Cherreads

Chapter 43 - 41st entry

Season: Summer

Weather: Scorching hot weather. Smoke continues to blanket the city and pervade into the house, making everyone cough. Thankfully, the guys bought a few air filters to help clear the smoke. All that can be seen of the city is the heavy brown smoke. The airports and most of the traffic have come to a standstill.

Day of the week: Wednesday

Date: 22nd February, 2024

The office remains closed and people have been encouraged to remain at home and indoors due to the poor air quality outside.

Someone read yesterday's journal entry, resulting in me being booked in for Psychological counselling. I'm not going. I'm not going. And no matter how they talk at me or are going to try and drag me there, I'm not going. Not going means not going.

There's nothing wrong with me. Isn't the journal here? Journaling is a kind of reflective self-examination and therapy. I'm happy with this. I'm not going anywhere. Not online. Not on the phone. Not face to face.

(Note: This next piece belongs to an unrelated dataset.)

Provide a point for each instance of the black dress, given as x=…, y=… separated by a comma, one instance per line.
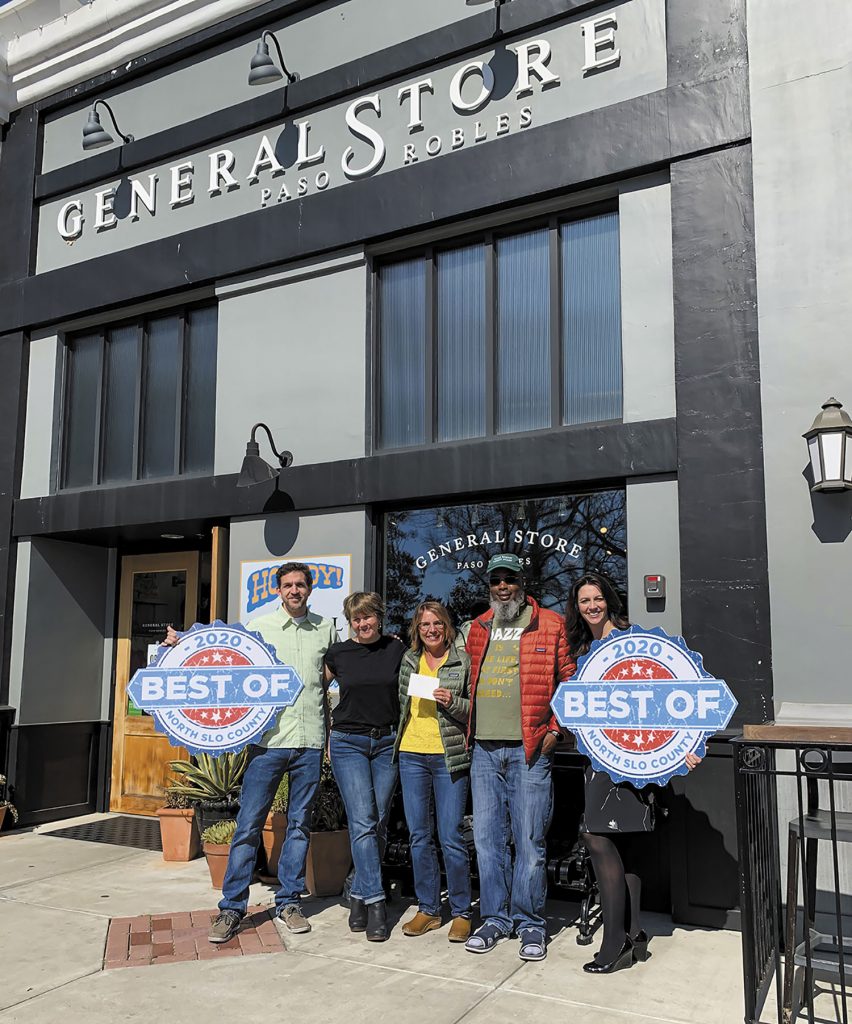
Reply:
x=614, y=807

Damn it, you guys. Quit the preaching. I'm not anxious. I'm not depressed. There's nothing wrong with me. Everyone has negative thoughts some times. Do I have to be so careful when talking to myself in my own journal now?

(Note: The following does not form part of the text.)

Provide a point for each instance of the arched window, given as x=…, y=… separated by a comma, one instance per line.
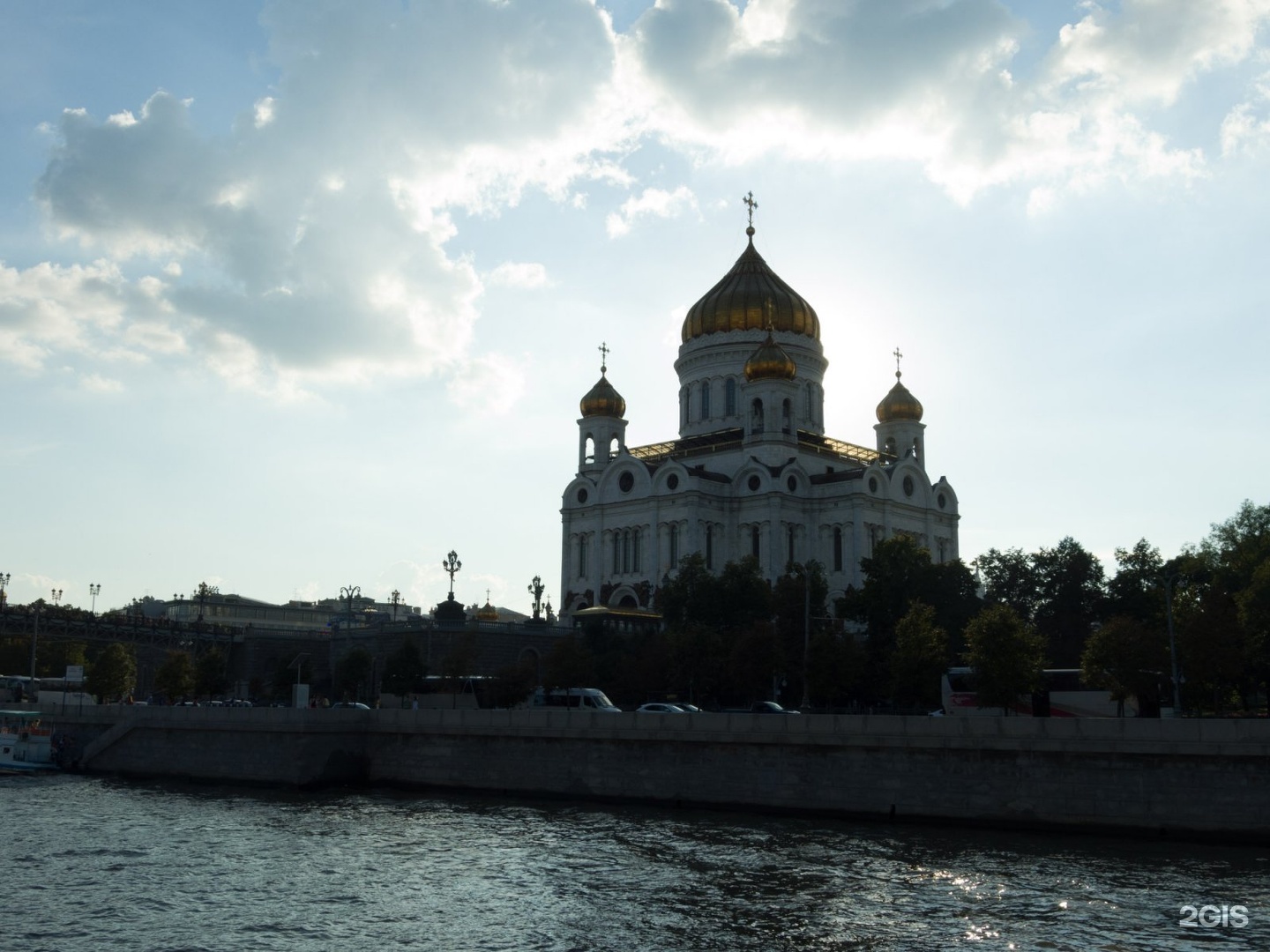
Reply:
x=756, y=417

I'm not the anxious one. You guys are. I'm calm. Very calm, despite the fact that I have very little privacy or dignity left in front of you two bosses. You've invaded my private life and I'm now stuck here living with you two sticky beaks who only knows how to give orders and tell people to do things. I'm telling you. I'm not the one with the problem. It's you two. You two pent up, blue balled, feeling stifled, frustrated men.

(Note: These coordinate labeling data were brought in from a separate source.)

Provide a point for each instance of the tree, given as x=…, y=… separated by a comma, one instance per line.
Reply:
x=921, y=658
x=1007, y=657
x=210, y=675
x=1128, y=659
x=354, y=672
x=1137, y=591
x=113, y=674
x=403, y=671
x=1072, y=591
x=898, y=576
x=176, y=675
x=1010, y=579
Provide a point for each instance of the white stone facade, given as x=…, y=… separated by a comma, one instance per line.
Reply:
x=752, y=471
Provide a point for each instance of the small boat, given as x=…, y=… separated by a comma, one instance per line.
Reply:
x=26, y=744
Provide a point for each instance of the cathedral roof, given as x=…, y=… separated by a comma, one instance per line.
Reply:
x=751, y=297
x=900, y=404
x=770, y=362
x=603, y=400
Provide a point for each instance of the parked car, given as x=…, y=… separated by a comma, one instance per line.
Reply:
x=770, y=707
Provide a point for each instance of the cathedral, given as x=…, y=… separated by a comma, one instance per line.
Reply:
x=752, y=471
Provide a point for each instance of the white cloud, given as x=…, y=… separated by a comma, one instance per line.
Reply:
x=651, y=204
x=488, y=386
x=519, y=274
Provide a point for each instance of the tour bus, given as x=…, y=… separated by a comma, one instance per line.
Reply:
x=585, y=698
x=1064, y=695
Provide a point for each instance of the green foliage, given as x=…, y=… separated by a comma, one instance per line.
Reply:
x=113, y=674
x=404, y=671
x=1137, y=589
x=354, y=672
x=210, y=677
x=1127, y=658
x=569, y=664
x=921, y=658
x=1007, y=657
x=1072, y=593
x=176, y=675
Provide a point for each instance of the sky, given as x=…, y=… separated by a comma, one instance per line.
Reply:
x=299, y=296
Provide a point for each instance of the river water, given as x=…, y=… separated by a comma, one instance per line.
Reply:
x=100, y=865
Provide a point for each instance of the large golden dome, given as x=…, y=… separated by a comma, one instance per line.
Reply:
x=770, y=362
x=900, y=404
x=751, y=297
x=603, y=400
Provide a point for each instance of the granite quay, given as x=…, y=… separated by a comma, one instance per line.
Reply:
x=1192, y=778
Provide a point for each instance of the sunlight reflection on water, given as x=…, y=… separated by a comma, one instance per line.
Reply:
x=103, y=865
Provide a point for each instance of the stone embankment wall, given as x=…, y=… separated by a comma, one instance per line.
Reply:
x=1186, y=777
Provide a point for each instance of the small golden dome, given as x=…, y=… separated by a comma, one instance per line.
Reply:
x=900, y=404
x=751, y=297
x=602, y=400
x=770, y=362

If you can't handle it anymore, just hump me and be done with it. It's hump day, isn't it? Why not? See. I've already given you guys both permission. Just do it and get it out of your system. And then I'll move away into my own place and we'll all go back to our old distant relationships, everything drifting back into its proper place. You go back to being the distant bosses I have never met and I'll go back to being the maniac worker who only knows how to work on the floor.

Come. What's stopping you?

Let's end these ambiguous relationships once and for all. Do I need to seduce you guys? You know what? Fine. Let me be a seductress for a night.

I don't know how to do it. I've never done it before. Seduce somebody, that is. But how hard can it be when both you men react at the sight of me at the moment?